If you didn’t read No Regrets Part 1, I’d strongly suggest that you do or what follows won’t make any sense at all.

2004: Ice Camp

By the summer of 2004, my fitness was improving but I was still without a race circuit to attend.  I wasn’t sure what to do. I was biding my time in Austin, not really doing much with my life, books were selling, I was dating a very crazy girl.  And in poking around the Internet, I came across a used pair of ice speed skating boots (that turned out to be six sizes too big) on Ebay.  What the hell, I thought, let’s pick them up.  You know, just in case.

Part of me must have been thinking about the ice because, somehow, I then managed to stumble across an Introduction to Long-track camp being held at the Salt Lake City Olympic Oval.   I signed up immediately.  If nothing else, I wanted to be able to say that I had at least tried the ice once.
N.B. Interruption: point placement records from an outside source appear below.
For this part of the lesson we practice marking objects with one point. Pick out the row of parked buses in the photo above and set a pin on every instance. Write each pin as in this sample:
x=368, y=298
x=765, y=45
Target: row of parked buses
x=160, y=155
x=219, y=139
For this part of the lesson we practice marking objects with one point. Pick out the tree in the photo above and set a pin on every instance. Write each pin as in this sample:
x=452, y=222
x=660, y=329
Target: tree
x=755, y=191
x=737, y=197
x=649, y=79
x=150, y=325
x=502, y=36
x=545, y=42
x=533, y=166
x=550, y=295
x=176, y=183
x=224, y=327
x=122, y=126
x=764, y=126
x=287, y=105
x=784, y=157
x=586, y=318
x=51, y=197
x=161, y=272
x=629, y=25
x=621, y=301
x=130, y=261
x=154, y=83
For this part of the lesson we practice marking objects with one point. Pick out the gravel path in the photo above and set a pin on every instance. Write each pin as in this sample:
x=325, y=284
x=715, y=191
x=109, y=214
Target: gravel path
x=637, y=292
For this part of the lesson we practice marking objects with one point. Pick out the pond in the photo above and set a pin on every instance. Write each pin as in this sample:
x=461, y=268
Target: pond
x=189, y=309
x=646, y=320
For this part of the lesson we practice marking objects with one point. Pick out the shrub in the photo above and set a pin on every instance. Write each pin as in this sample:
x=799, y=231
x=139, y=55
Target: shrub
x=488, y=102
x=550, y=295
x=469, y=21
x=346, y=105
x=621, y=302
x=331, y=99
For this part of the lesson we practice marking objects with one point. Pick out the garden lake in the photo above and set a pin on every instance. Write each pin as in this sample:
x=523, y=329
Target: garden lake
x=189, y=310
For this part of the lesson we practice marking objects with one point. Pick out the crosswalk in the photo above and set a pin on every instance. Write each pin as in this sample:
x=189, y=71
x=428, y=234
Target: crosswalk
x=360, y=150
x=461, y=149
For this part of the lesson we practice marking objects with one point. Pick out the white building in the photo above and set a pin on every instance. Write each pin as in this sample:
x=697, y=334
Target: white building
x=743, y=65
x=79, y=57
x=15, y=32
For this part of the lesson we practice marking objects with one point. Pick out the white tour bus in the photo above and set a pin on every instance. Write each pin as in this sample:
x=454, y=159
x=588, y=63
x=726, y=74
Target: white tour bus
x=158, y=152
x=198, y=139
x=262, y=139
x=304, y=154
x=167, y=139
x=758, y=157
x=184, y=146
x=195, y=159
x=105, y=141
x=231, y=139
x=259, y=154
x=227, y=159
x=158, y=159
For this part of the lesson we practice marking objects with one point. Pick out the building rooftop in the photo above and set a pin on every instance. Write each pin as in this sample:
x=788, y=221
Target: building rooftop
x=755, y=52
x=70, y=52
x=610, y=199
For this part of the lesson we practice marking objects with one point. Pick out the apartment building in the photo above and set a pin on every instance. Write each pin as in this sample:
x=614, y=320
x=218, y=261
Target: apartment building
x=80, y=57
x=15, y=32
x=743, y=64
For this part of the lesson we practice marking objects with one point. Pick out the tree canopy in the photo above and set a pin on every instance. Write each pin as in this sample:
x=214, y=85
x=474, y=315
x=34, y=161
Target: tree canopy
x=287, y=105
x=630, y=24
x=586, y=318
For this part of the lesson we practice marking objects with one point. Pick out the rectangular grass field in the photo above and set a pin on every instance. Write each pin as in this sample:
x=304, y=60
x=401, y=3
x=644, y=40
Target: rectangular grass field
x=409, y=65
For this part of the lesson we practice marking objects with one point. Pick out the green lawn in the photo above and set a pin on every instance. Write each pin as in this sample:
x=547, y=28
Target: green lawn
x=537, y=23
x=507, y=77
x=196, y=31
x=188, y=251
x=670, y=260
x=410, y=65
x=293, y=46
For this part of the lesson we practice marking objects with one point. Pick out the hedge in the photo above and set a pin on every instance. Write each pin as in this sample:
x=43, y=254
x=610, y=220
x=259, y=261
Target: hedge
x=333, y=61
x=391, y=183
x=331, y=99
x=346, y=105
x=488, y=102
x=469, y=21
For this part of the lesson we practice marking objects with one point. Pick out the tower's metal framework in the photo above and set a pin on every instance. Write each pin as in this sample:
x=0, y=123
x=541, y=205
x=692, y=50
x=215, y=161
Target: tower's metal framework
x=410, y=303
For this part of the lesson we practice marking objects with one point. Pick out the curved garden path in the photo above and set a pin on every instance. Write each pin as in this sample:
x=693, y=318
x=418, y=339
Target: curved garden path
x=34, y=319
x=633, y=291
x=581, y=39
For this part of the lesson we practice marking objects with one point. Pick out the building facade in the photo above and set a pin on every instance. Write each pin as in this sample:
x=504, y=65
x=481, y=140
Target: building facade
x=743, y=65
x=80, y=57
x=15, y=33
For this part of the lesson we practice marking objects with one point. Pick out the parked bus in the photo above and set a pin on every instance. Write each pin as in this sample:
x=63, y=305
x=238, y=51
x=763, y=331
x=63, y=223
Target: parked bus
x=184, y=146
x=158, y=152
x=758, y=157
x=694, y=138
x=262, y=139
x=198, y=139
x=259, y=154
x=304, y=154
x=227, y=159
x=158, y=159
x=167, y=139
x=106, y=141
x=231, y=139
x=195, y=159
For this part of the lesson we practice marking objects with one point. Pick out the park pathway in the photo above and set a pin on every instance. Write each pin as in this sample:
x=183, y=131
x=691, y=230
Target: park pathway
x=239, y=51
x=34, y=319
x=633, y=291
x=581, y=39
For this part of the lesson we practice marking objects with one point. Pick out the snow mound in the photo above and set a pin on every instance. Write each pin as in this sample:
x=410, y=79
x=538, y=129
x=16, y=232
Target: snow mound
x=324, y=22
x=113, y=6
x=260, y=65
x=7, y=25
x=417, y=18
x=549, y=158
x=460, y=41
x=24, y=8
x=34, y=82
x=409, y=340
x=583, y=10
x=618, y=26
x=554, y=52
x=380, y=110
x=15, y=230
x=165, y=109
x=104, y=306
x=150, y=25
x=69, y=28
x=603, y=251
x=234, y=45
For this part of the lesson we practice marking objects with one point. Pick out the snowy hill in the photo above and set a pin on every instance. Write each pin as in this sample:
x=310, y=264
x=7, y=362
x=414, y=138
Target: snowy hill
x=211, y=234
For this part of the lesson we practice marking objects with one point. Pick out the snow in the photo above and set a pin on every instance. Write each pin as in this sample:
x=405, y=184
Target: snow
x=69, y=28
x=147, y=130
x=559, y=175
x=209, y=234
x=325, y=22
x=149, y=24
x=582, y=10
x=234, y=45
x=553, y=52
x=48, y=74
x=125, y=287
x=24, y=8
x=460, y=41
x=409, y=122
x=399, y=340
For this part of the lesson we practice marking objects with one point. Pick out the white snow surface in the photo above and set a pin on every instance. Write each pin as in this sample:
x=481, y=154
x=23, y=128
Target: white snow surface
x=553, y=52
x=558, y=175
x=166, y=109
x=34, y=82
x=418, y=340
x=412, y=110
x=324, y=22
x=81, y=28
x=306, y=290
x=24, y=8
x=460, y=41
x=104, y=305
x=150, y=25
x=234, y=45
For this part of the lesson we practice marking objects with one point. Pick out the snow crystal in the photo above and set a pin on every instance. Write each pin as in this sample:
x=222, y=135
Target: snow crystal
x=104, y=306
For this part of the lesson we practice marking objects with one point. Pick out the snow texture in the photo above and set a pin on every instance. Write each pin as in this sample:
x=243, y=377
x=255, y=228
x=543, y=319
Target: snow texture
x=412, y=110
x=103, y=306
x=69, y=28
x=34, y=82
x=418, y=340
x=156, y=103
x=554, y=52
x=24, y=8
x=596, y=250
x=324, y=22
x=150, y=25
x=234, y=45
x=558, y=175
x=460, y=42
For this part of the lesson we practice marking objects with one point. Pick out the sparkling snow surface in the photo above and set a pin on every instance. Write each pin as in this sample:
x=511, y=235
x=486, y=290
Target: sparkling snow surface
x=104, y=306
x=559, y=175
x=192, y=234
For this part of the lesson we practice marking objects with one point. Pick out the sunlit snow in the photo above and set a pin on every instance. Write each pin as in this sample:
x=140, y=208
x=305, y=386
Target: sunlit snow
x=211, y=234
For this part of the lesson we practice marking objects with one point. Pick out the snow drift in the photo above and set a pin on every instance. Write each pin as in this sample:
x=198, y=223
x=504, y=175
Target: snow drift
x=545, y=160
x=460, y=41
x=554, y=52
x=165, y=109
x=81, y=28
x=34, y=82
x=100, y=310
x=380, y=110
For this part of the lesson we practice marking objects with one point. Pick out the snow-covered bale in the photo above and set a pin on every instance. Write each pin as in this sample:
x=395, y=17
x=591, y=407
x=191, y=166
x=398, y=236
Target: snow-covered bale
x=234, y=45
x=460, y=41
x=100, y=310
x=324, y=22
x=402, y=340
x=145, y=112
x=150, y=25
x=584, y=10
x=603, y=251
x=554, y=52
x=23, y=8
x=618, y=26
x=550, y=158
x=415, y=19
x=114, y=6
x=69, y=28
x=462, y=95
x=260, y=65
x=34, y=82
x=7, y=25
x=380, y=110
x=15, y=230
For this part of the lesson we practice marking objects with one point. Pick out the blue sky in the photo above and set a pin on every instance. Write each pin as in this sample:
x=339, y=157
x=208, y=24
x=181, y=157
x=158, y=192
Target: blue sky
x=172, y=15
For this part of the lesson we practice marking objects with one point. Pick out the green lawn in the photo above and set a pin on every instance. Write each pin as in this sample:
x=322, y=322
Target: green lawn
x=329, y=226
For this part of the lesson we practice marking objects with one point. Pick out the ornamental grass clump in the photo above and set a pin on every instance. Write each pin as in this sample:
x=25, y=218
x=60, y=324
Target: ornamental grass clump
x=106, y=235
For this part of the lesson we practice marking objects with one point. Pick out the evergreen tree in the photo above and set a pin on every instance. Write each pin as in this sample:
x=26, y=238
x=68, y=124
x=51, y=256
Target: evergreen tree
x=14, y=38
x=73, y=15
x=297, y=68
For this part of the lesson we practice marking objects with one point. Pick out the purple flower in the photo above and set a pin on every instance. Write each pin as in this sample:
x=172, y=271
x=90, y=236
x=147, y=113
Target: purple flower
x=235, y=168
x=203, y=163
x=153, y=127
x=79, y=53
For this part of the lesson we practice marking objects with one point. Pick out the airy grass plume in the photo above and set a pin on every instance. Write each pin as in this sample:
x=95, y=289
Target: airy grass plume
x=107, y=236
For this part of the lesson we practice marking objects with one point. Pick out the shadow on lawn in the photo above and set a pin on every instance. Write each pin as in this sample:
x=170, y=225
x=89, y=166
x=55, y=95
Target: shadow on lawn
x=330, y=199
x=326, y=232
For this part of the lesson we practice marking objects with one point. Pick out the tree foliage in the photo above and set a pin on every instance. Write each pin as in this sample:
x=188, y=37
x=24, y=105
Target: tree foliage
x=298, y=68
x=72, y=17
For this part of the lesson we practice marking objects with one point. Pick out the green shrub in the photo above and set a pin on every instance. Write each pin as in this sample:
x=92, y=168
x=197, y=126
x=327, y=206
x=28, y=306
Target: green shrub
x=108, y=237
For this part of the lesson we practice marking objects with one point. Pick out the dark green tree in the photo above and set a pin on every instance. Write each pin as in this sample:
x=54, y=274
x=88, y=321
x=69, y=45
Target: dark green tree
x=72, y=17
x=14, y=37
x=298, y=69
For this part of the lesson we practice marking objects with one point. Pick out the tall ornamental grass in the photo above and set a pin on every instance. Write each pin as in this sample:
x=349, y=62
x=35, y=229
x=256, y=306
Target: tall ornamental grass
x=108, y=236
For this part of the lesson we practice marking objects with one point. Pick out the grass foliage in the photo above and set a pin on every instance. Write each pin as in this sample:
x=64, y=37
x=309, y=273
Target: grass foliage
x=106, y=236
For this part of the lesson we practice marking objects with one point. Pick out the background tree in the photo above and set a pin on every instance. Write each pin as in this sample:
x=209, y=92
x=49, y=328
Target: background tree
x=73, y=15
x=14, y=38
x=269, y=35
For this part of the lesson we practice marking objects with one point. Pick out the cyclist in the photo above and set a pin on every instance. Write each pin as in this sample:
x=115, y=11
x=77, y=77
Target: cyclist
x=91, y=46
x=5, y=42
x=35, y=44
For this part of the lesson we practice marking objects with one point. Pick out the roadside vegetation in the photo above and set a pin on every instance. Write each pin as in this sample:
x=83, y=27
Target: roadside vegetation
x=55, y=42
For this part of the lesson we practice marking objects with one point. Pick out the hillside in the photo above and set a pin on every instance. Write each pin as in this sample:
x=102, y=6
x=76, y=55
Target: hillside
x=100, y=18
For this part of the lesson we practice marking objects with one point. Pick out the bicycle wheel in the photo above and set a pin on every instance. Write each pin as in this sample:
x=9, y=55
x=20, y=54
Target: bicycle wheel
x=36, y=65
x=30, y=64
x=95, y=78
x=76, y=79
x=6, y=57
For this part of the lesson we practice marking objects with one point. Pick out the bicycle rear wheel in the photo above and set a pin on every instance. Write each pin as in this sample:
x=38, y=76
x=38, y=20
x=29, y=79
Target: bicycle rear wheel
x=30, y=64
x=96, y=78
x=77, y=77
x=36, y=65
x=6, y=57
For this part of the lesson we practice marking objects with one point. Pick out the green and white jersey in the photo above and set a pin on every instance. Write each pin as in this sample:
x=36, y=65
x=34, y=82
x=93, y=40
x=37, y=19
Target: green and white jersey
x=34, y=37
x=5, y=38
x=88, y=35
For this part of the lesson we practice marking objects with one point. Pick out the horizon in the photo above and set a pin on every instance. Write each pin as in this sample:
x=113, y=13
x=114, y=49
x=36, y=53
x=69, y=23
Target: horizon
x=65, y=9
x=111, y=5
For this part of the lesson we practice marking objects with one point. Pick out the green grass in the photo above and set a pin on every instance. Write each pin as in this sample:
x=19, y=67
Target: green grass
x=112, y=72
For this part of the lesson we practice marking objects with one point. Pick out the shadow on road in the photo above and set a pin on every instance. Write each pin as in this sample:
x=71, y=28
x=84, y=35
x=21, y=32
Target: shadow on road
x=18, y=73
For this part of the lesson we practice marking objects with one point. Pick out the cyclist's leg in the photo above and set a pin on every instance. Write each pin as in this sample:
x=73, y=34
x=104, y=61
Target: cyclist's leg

I flew in that Thursday night, got a room at the extended stay hotel and showed up for camp first thing the next morning.  It was awful and I mean that very seriously.  I figured it would be a bunch of older folks like me; instead it was me and a bunch of 8-10 year olds who had all been skating for 5 years and who’s parents apparently saw this as great daycare.

I felt like an idiot and I looked like an idiot.  I was this older guy with gray in his beard playing warm-up tag and soccer with the 8 year olds (all while the national team was training on the big oval watching me be an idiot on the track).  But I was there to try the ice and that’s all I cared about; I’d do the goofy stuff to get to the real stuff.

The camp was meant to be a full introduction to ice speedskating and what that entails. We did some dryland training, a bunch of off-ice skating imitations that skaters do to get in shape in the summer when they aren’t skating. We went into the weight room where I just kept my mouth shut and hoped the “coach” wouldn’t hurt the 10 year olds by making them do very heavy leg presses.  There was also a sharpening clinic that I skipped; I went and had lunch with Bryan Haycock instead.  I mean, why learn to sharpen skates?  I wouldn’t ever be doing it, right?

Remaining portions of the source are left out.